US weekly jobless claims increase moderately amid low layoffs
By Lucia Mutikani
WASHINGTON (Reuters) -The number of Americans filing new applications for unemployment benefits rose marginally last week, suggesting the labor market remained resilient despite darkening clouds over the economy caused by tariffs on imported goods.
But growing economic uncertainty caused by President Donald Trump’s constantly shifting tariffs policy is eroding business and consumer confidence, which could undercut spending and lead to job losses.
Signs of caution among businesses, evident in surveys and corporations cutting financial guidance, were reinforced by other government data on Thursday showing business spending on equipment barely rose in March.
“The downside risks to the labor market have increased,” said Nancy Vanden Houten, lead U.S. economist at Oxford Economics. Initial claims for state unemployment benefits increased 6,000 to a seasonally adjusted 222,000 for the week ended April 19, in line with economists’ expectations.
The Labor Department data included the Good Friday holiday, which was later this year compared to 2024. Claims tend to be volatile around moving holidays and could also have been influenced by spring breaks which occur at different times across the states.
Since his tariffs announcement early this month, Trump has delayed reciprocal duties on more than 50 trade partners by 90 days, while raising tariffs on Chinese imports to 145%. Beijing retaliated with duties of its own.
Trump maintained a 10% universal tariff on nearly all trading partners as well as 25% duties on automobiles, steel and aluminum. The tariffs, which Trump sees as a tool to raise revenue to offset his promised tax cuts and to revive the U.S. industrial base, have stoked fears of high inflation and stagnation in economic growth.
The Federal Reserve’s Beige Book report on Wednesday showed “several districts reported that firms were taking a wait-and-see approach to employment, pausing or slowing hiring until there is more clarity on economic conditions.”
It added there were “scattered reports of firms preparing for layoffs” and “notable” decreases in government employment “or at organizations receiving government funding.”
The Trump administration is in the midst of an unprecedented campaign to shrink the federal government through mass firings and deep spending cuts. The often chaotic layoffs, driven by billionaire tech Elon Mask’s Department of Government Efficiency, have so far not impacted the broader labor market.
The number of people receiving benefits after an initial week of aid, a proxy for hiring, dropped 37,000 to a seasonally adjusted 1.841 million during the week ending April 12, the claims report showed.
The so-called continuing claims data covered the period during which the government surveyed households for April’s unemployment rate. Continuing claims were little changed between the March and April survey periods. The unemployment rate is currently at 4.2%, having risen from 4.0% in January.
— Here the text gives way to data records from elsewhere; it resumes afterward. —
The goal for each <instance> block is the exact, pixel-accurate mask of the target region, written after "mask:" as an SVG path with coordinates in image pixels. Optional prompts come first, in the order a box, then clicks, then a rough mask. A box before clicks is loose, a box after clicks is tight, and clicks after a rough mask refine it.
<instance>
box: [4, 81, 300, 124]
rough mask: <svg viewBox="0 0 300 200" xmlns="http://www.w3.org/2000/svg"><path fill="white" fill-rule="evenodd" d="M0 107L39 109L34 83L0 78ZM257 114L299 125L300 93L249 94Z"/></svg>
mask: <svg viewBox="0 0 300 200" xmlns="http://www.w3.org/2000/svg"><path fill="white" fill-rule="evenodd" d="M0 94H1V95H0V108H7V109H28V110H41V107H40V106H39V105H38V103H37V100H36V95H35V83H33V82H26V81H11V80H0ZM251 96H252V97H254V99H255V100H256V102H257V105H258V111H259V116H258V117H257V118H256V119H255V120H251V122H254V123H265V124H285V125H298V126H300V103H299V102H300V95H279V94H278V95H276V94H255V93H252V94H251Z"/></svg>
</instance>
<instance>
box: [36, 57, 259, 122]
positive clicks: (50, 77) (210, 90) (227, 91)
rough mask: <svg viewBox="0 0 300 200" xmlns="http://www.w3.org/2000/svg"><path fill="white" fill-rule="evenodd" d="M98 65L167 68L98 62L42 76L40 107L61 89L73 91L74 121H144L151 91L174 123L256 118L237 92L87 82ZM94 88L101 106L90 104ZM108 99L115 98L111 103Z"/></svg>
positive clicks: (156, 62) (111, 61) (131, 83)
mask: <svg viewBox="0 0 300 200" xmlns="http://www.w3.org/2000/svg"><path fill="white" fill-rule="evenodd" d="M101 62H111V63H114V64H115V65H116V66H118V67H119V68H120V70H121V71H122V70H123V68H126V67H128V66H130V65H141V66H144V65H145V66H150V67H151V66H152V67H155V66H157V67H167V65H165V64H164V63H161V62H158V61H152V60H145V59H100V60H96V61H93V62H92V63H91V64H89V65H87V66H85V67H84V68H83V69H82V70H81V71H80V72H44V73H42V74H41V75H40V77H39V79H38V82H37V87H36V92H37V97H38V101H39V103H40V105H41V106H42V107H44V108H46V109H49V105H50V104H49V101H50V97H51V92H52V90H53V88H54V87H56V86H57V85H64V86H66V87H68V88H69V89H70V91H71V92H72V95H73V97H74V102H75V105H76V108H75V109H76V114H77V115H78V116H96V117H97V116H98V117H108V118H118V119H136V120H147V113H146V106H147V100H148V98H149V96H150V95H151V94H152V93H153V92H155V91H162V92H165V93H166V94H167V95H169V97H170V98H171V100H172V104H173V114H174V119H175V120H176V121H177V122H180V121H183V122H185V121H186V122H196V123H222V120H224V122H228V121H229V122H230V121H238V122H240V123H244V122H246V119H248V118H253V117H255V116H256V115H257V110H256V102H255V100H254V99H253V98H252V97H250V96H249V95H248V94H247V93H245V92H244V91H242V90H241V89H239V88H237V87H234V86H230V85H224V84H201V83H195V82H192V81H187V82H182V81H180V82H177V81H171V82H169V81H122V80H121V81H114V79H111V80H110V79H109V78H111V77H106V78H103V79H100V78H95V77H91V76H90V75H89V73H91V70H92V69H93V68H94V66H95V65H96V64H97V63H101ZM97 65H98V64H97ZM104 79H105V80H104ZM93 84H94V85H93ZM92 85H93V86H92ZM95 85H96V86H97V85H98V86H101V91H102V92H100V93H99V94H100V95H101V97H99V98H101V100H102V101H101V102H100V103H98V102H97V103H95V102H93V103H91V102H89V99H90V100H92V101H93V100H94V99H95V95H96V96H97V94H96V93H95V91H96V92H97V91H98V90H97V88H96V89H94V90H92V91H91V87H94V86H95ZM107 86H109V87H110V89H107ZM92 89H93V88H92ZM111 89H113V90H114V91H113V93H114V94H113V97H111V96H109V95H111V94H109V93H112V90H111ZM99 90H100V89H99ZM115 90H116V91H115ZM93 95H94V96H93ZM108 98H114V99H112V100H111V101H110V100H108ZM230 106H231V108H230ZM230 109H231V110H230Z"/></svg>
The dollar was trading lower against a basket of currencies. U.S. Treasury yields rose.
TEPID BUSINESS SPENDING
A separate report from the Commerce Department’s Census Bureau showed non-defense capital goods orders excluding aircraft, a closely watched proxy for business spending plans known as core capital goods, edged up 0.1% in March after a revised 0.3% drop in February.
There was a sharp decrease in orders for computers and electronic products. Orders for electrical equipment appliances and component also fell.
While orders for durable goods, items ranging from toasters to aircraft meant to last three years or more, jumped 9.2% last month after gaining 0.9% in February, that is likely to be temporary because of the trade war with China.
Transportation equipment orders soared 27.0%, boosted by a 139.0% jump in commercial aircraft orders, which are extremely volatile. Boeing reported on its website it had received 192 aircraft orders, up from 13 in February.
But China this month ordered its airlines not to take further deliveries of Boeing jets, and some airline CEOs have said they would defer plane deliveries rather than pay duties, which could undermine Boeing’s recovery from a crippling strike last year.
Two Boeing planes destined for China recently returned. Boeing CEO Kelly Ortberg, however, said on Wednesday the company had avoided broader damage from tariffs and could redirect jets to airlines that have been “asking for additional airplanes.”
“This may be a last hurrah for Boeing for a time, as I suspect airlines, like other businesses, are likely to turn more cautious for a time,” said Stephen Stanley, chief U.S. economist at Santander U.S. Capital Markets.
Shipments of core capital goods rose 0.3% after rebounding 0.7% the prior month. These shipments go into the into the calculation of the business spending on equipment component in the gross domestic product report. Business investment in equipment contracted in the fourth quarter.
Growth estimates for the January-March quarter are mostly below a 0.5% annualized rate and the odds of a contraction are high. The economy grew at a 2.4% pace in the fourth quarter.